I want to put that worldwide exposure to good use
Kelowna, BC (PRWEB) November 04, 2013
Lori Welbourne’s love of the ‘mo’ makes her sing - especially when it’s on a fireman. The talk radio host and viral video sensation has released another funny bit, this time for the Movember campaign.
See video here.
‘Moustache Love’ features a fine looking lip-warmer on a local fire chief, with her and a nautical captain spoofing Captain and Tennille. "If you’ve seen my last couple of videos, you’ll know I have a good set of lungs for singing," she jokes.
Welbourne went viral with her now legendary topless interview with the mayor of Kelowna, BC. The humorous video reached over 3.3 million YouTube hits and became a global news story two months ago.
"I want to put that worldwide exposure to good use," she said. "I’m hoping this video helps the relatively new Movember campaign continue to gain momentum raising awareness and funds for men’s health."
Welbourne has pledged 100 percent of the revenue generated from ‘Moustache Love’ directly to the charity.
Unlike her previous videos with the mayor, YouTube advertisements have been ordered for this one. "Adding ads to video content is great for charity fund raising," she said, "The more it gets shared, the better for the Movember team. It’s such a fun and worthwhile charity."
North Westside fire chief, Doug Gardiner was happy to get involved despite being unfamiliar with the mayor interview. "I’ve never seen it," said Gardiner. "Lori’s a really fun gal... it was a lot of fun working with her." The chief also seemed happy with his moustache. "It’s definitely got a bit of a handlebar look to it."
It’s not all about the ‘handlebars’ though.

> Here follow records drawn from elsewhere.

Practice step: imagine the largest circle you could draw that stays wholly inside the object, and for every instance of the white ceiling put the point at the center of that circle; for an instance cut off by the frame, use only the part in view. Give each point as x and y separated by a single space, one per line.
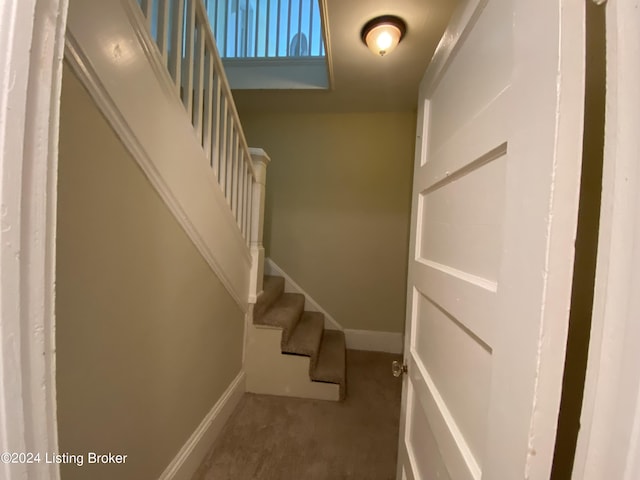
361 81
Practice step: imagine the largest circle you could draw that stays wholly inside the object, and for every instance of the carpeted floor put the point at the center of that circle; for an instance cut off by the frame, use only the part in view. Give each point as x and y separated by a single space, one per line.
281 438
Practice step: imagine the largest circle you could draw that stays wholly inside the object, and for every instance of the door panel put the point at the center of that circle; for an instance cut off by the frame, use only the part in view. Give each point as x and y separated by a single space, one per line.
494 214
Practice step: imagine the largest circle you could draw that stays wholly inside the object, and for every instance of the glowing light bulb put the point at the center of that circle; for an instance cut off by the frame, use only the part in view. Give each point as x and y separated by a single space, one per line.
384 41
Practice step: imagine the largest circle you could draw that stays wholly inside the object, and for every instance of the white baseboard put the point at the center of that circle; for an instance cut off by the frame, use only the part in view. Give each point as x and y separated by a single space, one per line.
191 455
271 268
374 341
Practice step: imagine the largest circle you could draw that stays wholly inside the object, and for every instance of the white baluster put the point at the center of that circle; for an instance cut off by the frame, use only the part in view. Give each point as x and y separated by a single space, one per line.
260 161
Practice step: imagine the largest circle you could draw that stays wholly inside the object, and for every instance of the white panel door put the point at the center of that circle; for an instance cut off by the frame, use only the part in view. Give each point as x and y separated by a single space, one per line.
495 201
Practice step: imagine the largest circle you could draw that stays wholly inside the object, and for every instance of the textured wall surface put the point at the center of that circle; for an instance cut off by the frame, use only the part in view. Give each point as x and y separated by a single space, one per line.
338 207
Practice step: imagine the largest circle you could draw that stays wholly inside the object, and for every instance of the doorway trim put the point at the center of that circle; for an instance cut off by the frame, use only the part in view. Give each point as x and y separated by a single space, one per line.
31 52
609 437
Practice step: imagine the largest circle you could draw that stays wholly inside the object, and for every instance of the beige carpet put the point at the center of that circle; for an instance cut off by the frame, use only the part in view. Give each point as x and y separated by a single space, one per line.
281 438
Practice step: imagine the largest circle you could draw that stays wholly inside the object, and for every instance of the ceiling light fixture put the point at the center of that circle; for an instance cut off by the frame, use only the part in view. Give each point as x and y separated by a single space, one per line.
382 34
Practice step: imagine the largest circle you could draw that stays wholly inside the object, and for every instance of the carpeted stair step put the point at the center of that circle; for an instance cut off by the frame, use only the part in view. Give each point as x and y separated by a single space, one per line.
272 289
284 313
331 364
306 338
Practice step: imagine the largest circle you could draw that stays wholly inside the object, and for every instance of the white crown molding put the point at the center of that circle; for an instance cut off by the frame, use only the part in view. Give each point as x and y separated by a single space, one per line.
166 149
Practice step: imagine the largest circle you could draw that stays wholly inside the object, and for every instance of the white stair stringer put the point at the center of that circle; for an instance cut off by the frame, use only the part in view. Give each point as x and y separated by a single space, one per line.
271 372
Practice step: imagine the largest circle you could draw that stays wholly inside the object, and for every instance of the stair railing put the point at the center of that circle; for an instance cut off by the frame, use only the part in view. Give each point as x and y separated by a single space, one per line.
186 43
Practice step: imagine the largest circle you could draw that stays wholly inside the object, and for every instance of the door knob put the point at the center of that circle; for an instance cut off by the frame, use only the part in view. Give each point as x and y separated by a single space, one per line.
398 368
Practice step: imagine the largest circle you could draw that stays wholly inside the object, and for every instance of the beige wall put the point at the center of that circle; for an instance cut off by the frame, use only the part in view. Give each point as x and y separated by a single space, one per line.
147 337
586 246
338 205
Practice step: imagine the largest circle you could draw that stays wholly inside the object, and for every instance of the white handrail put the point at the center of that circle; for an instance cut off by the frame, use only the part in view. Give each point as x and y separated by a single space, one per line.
183 35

Lori gets lyrical on the importance of the PSA screening.
1 in 7 men will develop prostate cancer during his lifetime, and 1 in 28 will die of it. Prostate Specific Antigen testing can provide early detection of abnormalities, say the BC Cancer Society.
As well as prostate cancer, the organization aids men’s testicular cancer and mental health.
The popular columnist’s uncle was diagnosed with prostate cancer two years ago, so she saw how vital early detection is in saving a life.